Drug-drug Interaction Study with GLPG3970 and Sulfasalazine in Adult, Healthy Subjects

Galapagos

Status and phase

Completed

Phase 1

Conditions

Healthy

Treatments

Drug: GLPG3970

Drug: Sulfasalazine

Study type

Interventional

Funder types

Industry

Identifiers

NCT04720183

GLPG3970-CL-117

Details and patient eligibility

About

GLPG3970 will be given with sulfasalazine to investigate the effect of co-administration on the pharmacokinetics of sulfasalazine, and on the safety and tolerability of the drugs in healthy adult subjects.

Enrollment

8 patients

Sex

All

Ages

18 to 55 years old

Volunteers

Accepts Healthy Volunteers

Inclusion criteria

Male or female between 18 and 55 years of age (extremes included), on the date of signing the informed consent form (ICF). Females should be of non-childbearing potential.
A body mass index (BMI) between 18.0 to 30.0 kg/m2, inclusive.
A breast cancer resistance protein (BCRP) c421C/C genotype.
Judged to be in good health by the investigator based upon the results of a medical history, physical examination, vital signs, 12-lead electrocardiogram (ECG), and fasting clinical laboratory safety tests, available at screening and prior to the first sulfasalazine administration. Bilirubin, aspartate aminotransferase (AST), and alanine aminotransferase (ALT) must be no greater than 1.5x upper limit of normal range (ULN). Other clinical laboratory safety test results must be within the reference ranges or test results that are outside the reference ranges need to be considered not clinically significant in the opinion of the investigator.

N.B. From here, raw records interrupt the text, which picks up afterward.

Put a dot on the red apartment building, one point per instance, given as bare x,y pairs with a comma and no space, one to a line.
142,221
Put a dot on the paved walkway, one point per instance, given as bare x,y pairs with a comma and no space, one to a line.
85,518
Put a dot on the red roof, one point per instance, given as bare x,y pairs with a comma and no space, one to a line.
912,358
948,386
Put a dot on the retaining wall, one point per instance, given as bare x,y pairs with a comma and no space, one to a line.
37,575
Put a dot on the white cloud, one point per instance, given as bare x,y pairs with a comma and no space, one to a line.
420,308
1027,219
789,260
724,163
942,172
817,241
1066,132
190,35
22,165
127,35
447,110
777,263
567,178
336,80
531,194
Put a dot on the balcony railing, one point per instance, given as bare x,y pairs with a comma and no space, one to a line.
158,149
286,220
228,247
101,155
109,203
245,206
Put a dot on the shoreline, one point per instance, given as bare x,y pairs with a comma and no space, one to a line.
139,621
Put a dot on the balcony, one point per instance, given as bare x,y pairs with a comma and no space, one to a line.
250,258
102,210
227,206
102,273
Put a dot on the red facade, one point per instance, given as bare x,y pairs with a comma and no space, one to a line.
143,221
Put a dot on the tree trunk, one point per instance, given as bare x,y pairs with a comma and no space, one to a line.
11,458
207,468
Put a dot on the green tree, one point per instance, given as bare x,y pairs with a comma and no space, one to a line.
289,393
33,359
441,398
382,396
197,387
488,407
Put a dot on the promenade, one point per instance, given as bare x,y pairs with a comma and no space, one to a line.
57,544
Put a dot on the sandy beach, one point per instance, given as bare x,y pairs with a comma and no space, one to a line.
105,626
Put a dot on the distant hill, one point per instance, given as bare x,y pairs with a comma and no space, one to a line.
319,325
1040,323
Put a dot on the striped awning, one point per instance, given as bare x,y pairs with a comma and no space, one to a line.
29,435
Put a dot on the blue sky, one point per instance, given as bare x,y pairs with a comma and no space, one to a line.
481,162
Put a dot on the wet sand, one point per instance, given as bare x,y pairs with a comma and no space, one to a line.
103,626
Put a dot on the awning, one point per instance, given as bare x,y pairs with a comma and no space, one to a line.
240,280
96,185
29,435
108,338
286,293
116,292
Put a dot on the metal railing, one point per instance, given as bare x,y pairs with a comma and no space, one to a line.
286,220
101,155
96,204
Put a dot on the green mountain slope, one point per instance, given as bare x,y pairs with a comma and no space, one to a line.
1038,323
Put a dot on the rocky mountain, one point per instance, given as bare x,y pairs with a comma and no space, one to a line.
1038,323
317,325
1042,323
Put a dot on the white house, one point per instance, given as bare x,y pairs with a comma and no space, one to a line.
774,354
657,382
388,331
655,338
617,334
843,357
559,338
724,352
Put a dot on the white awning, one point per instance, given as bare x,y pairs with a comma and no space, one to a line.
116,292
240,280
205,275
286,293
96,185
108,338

This list only contains the key inclusion criteria.

Exclusion criteria

Known hypersensitivity to the investigational product (IP) (GLPG3970), or sulfasalazine, or sulfa drugs, or to their ingredients, or history of a significant allergic reaction to IP or sulfasalazine ingredients as determined by the investigator.
Positive serology for hepatitis B virus surface antigen (HBsAg) or hepatitis C virus (HCV) or history of hepatitis from any cause with the exception of hepatitis A that was resolved at least 3 months prior to first dosing of sulfasalazine.
History of or a current immunosuppressive condition (e.g. human immunodeficiency virus (HIV) infection).
Having any illness, judged by the investigator as clinically significant, in the 3 months prior to first dosing of sulfasalazine.
Presence or sequelae of gastrointestinal, liver, kidney (estimated glomerular filtration rate (eGFR) <=90 mL/min/1.73 m2, using the Chronic Kidney Disease Epidemiology Collaboration (CKD-EPI) formula) or other conditions known to interfere with the absorption, distribution, metabolism, or excretion of drugs.
Subjects with an N-acetyltransferase 2 (NAT2) slow acetylator genotype.

This list only contains the key exclusion criteria.